Posted: January 10, 2011 in Uncategorized



jan. 8/11
Yesterday morning I had a memory come up about a woman , my son’s girlfriends mother, whom I had ask for a small loan
last month. She never got back to me. I felt shame, guilt, remorse, less than, and then justification came up and I felt
better than , angery at her for not replying-being rude, angery at her for probably judging me.

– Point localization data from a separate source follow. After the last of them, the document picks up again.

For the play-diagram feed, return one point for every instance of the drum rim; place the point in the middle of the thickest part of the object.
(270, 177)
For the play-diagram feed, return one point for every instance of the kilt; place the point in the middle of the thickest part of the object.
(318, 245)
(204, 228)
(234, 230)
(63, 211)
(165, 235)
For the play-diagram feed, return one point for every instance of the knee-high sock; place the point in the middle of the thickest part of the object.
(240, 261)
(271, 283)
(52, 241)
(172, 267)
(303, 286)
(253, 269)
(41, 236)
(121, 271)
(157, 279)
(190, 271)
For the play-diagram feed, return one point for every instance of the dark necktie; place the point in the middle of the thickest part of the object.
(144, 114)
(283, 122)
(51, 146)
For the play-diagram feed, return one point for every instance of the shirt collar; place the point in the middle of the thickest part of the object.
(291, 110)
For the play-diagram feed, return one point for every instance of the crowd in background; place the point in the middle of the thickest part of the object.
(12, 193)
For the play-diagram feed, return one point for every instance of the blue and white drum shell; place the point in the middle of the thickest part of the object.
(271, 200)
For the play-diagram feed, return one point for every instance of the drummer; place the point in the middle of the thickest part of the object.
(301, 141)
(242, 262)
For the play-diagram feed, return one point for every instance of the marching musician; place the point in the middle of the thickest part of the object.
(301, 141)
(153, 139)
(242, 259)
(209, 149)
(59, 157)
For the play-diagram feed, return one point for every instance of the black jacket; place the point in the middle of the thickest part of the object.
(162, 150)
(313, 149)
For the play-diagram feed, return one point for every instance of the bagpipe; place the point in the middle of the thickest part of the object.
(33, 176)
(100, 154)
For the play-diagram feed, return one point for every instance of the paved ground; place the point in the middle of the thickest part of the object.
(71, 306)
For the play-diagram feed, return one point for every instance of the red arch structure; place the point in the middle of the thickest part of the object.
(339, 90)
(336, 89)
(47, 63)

As I type this, memories are coming up about another woman who
has plagued my thoughts for years. We were close ‘friends’ when our children were young. She was very wealthy and dominant
in our friendship. I always felt less than and a failure but even more in the following 15-20 years as she got wealthier and more successful and
I , the poor single Mom, went nuts and became alcoholic–looser, victim, looser! She has plauged my dreams as well. I believe this says about
me I’m jealous person, I am /have been superficial, I compare myself to others, I have always wanted, wanted, wanted. What a relief to give up
wanting. I forgive myself for accepting and allowing myself to experience jealously, I forgive myself for accepting and allowing myself to experience
wanting material things-believing they will bring ‘happiness’, I forgive myself for accepting and allowing myself to believe I am less than this
wealthy woman, I forgive myself for accepting and allowing myself to feel/experience a feeling of ‘better than’ this woman. Interestingly, they always go
together quite quickly in my mind. Much inner conflict in my mind. ‘less than’ then indignation then feel ‘better than’. I am one and equal with both of
these women.
In the evening went over to a friends whom I  have gossiped with in the past. I reminded myself not to indulge in gossip with her. I was not
successful….somewhat.  She told me something I really didn’t need to know and I felt judgement about that person. It also helped me understand that
person more. When I engage in gossip, it definately makes me feel superior. I need to establish self honestly when talking about another. Sometimes in AA,
there are alot of very sick people, we sponsor-help-each other. I need to examine this and speak only in the other person’s best interest.